Jaime sbattè le palpebre. Ma di cosa stava parlando questa ragazza matta?

«Dalla tua famiglia? A Grande Inverno?»

«Sì, Grande Inverno. Portami lì e adempisci alla tua promessa, se devi.»

«Non sembri aver bisogno di un cavaliere.» disse lui.
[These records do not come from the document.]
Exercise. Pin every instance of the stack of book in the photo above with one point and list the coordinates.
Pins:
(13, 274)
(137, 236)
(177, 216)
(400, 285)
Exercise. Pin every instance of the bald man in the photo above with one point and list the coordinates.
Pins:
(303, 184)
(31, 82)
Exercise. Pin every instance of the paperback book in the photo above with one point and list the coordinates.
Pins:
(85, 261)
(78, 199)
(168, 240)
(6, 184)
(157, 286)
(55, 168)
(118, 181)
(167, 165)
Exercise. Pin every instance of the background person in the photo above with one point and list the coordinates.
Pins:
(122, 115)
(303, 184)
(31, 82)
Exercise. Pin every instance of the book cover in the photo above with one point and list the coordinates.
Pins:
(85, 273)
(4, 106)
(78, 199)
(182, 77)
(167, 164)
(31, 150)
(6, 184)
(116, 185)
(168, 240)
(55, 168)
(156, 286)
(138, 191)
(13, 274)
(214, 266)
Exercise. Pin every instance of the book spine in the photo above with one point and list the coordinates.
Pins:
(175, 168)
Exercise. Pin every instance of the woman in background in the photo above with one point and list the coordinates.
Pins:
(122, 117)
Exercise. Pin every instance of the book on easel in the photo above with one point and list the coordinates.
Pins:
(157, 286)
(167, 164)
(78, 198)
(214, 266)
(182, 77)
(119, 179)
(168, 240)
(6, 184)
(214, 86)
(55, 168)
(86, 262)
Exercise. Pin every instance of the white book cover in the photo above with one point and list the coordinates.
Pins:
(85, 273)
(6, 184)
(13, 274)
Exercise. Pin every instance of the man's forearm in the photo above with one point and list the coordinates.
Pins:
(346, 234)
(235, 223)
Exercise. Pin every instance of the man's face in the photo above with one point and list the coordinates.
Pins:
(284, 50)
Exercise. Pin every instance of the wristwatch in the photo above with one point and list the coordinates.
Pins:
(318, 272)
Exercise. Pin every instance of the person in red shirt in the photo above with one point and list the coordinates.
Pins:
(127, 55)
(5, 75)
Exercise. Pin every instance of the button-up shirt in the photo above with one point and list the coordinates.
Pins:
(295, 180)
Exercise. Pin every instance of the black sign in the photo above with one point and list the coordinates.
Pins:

Da come parlava e si muoveva sembrava che fosse da sola da molto tempo. «Non adempirei al mio voto, ti stai semplicemente prendendo gioco di me.»

«Ser Jaime, permettimi di rassicurarti; se non mi porti a Grande Inverno non ho altra scelta che andare subito ad Approdo del Re, dove ser Ilyn Payne mi sta aspettando, per poi andare a cercare Cersei Lannister nella sua torre.»

Jaime supponeva che si sarebbe dovuto sentire arrabbiato, disgustato, forse spaventato da quello che lei aveva appena detto, dal fatto che ucciderà Cersei, non importa quando, lo farà. Invece si sentì solo divertito.

«Siamo a pochi giorni da Grande Inverno e da tua sorella la regina.»

«Fantastico,» disse solo lei nel suo piccolo tono misurato con il suo piccolo sorriso, «magari mio fratello, il nipote della regina dei Draghi quando tornerò da lui potrebbe addirittura perdonarti per aver sterminato la nostra famiglia.»

Jaime si chiese brevemente perché Arya stesse parlando di Jon Tragaryen e non di Sansa, perchè lo chiamasse ancora "fratello", e se questo significasse che l’aveva visto. Invece arricciò il naso,

«Non vi sembra di essere un po’ dura, mia lady?» le chiese in tono formale.

Arya Stark appoggiò un gomito sul bancone appoggiando il mento sul palmo di una mano mentre con le dita dell’altra batteva sul legno. Fece un mezzo sorriso, e i suoi occhi di tempesta danzarono.

«Beh, ser Jaime, anche voi lo siete.»

No, non assomiglia affatto a Lyanna come avevo pensato. Sembra essere più come me.